Jumbo NPL wallet offers
There is some consensus among sellers and buyers of NPL portfolios that jumbo trades will not come back to the fore until late 2021. There are three reasons behind the current status quo:
- The sedative effects induced by state support measures, such as payment holidays, extraordinary capital injections, guaranteed loans, equity loans, the subscription of bonds and the occasional acquisition of shares, prevent companies to default on a large scale. Defaults are expected to have an impact on financial institutions’ balance sheets mainly in 2022, when all these mechanisms expire or when it becomes more difficult to claim.
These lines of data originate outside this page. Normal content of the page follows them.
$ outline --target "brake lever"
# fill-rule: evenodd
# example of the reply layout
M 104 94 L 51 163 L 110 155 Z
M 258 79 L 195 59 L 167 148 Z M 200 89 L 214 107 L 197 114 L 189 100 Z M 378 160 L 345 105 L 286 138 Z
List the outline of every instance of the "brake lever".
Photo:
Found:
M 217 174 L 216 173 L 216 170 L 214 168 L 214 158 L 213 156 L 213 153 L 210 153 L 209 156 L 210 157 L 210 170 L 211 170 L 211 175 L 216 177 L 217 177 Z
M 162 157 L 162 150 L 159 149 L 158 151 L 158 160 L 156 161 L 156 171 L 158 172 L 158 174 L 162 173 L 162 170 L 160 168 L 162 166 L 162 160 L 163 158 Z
- During 2021, a large number of hard-hit companies will resort to more or less intense restructuring measures depending on the objectives they wish to achieve (new debt structure, new capital structure, sale of non-strategic lines of business). business or concentration through classic merger and acquisition transactions, such as mergers or acquisitions). Portfolio sellers are carefully analyzing the impact of these restructuring efforts on the bad debt collection rate of their portfolios and assessing the ideal time to consolidate them into portfolios and sell them to investors. The objective would be to avoid the transaction and reputation costs associated with the restructuring and to obtain a price for the NPLs enabling the accounting provisions to be recovered.
- Finally, regulators received a clear message from financial institutions: “We need to relax the capital requirements for NPLs”. It is highly likely that regulators will allow financial institutions to record lower accounting provisions for loans affected by restructuring measures adopted in response to COVID-19[female[feminine. This flexibility in capital requirements will allow financial institutions to drain their NPLs in a more structured way, gradually and over a longer period, with the benefit of lower internal capital consumption. This will make it possible to have more homogeneous, even sectoral portfolios (hotels and tourism, travel agencies, passenger transport, leisure and catering, etc.), because the intensity of the crisis caused by COVID-19[female[feminine varies by sector.
Single name sales
Until jumbo deals reappear, the trend seems to be one-off NPL transactions with very specific and fairly well-known counterparties (borrower and guarantors), called single name deals. Financial institutions can initiate these types of transactions without having to expose the preparation costs required for sales of giant portfolios. In addition, and due to the characteristics of the borrower or their guarantors, there are fewer unique name buyers, which avoids lengthy bidding processes which usually have heavy contract requirements. purchase and loan documentation.
In the current scenario, the aim is for a single-name arrangement between the original financial institution and an investor to take place without the transferred loans losing institutional guarantees or state support measures.
Appearance of new players in the debt market
The players we advise in the debt market also seem to agree that 2021 is a year of transition, calm before the storm. The storm might not be swift and devastating (i.e., large portfolios of NPLs concentrated in a few transactions in a short period of time), but rather be a steady drizzle over several years.
While we wait to know what the weather for the NPL deal will look like, we are witnessing the emergence of new players in the debt market. New platforms are emerging for the management of non-performing assets (NPL and seized assets or REO), driven by financial institutions themselves in their efforts to reduce the cost of managing their assets and provide services to third parties located in the region. beyond their usual jurisdictions (Brazil, Mexico). The debt service industry is starting to carefully analyze the changes that the future EU Directive on buyers and credit managers, which is at an advanced legislative stage, could trigger.